Gov. Mike Parson announced Monday the state would be distributing funds received through the federal Coronavirus Aid, Relief, and Economic Security (CARES) Act to local governments.
Missouri received approximately $2.4 billion in federal funding, including nearly $173.5 million for St. Louis County and $122.7 million for Jackson County. Twenty-five percent of the remaining state share was distributed to Missouri counties based on population — for Moniteau County's 0.26 percent local population share, the county received $1,892,606.
Moniteau County Presiding Commissioner Mac Finley said the county is waiting on guidance from the state treasurer's office regarding how the funds should be spent — Finley said the existing federal guidance is fairly vague.
"I do know that the money cannot be used to make up any shortfalls in revenue — taxation revenue, that is," Finley said. "The county is not going to gain anything out of it, other than we're going to get some costs covered that are directly related to COVID-19. I'm just certain we're going to have significant tax shortfalls over time, but once again, we can't use the money for that."
Finley said, under federal guidance, CARES Act funding runs through the end of December, so any appropriate costs incurred through that window can be paid. After that, Finley said the leftover money is sent back.

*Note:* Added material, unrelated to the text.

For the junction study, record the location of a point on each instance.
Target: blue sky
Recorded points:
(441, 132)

"And if the county spends any money inappropriately, the county's liable for it," Finley said. "The costs that appear to be payable under the program are only those that are directly related to COVID-19."
Finley said this will likely include personal protective equipment (PPE) expenses for county law enforcement, along with the county's fire departments. He said disbursements will likely go to the health board, and probably to cities in the county based on PPE expenses as well.

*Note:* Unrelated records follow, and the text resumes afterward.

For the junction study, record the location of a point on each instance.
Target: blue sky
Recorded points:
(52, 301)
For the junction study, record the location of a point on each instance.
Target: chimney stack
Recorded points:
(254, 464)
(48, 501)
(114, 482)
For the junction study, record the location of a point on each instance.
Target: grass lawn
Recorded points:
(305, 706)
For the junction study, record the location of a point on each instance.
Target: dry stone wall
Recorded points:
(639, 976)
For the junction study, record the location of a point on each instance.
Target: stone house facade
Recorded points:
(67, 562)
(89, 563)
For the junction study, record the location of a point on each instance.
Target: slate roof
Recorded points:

Finley said he would also suspect Moniteau County 911 Director Kevin Wieberg will receive some compensation since he's been working around the clock.

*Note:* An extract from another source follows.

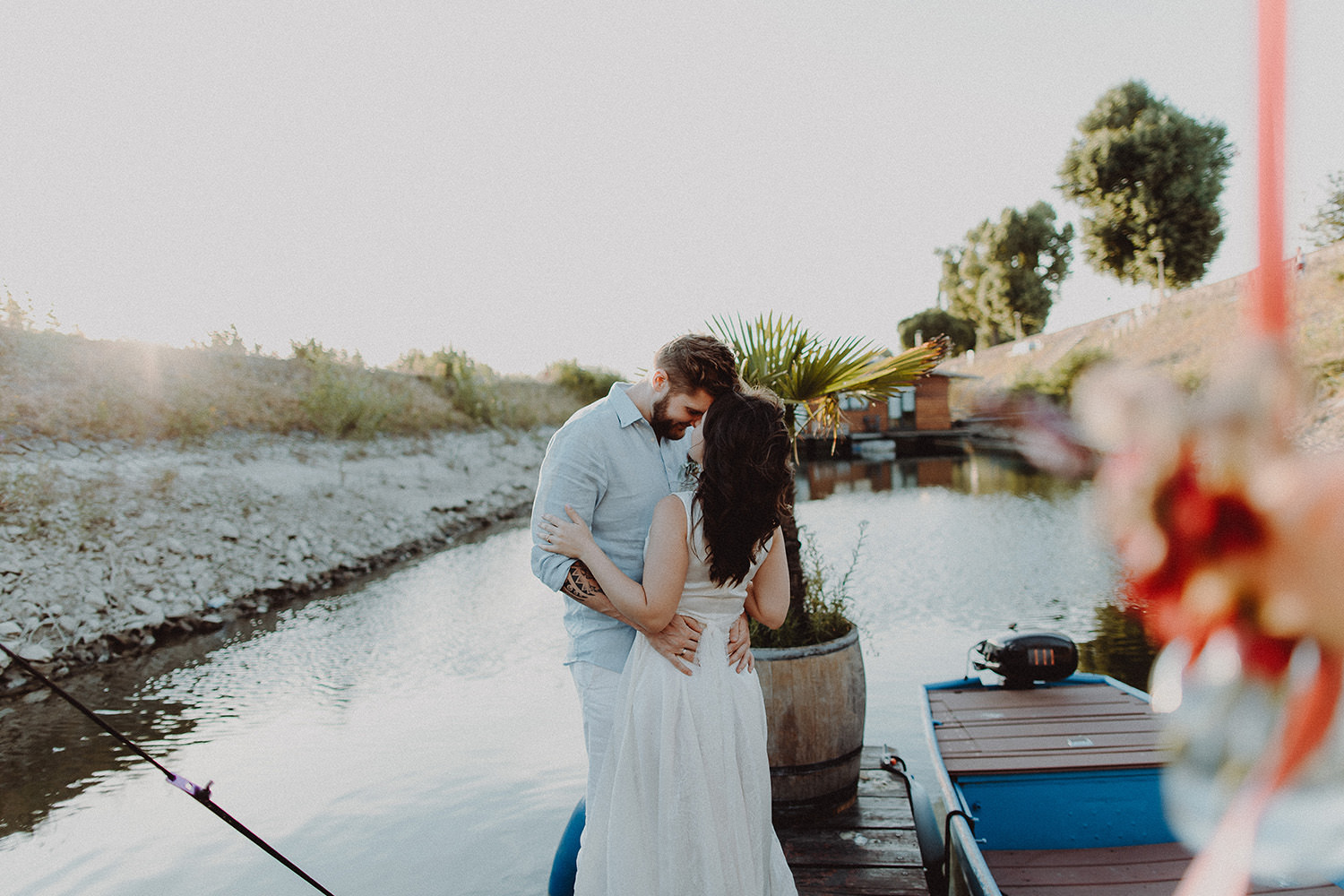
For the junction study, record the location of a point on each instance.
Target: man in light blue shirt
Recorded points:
(613, 461)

"(His salary) is very inappropriate for the amount of time he's spent working," Finley said. "He's just been doing a tremendous job, but he's been working hours upon hours to do it. So we're going to try to figure out some reasonable, equitable way to compensate him."
Finley said the money will come in installments, which the county hasn't yet started to receive, but he would expect a substantial amount of money will be sent back at the end of the year. Tentatively, Finley said the county doesn't expect to be in a place where it's comfortable making any payments with CARES Act funding until late summer, if not early fall.
"We have to be very careful how we spend it," Finley said. "The county just can't afford to lose any money. We can't afford to be held responsible for some money that we sent out that is deemed inappropriate."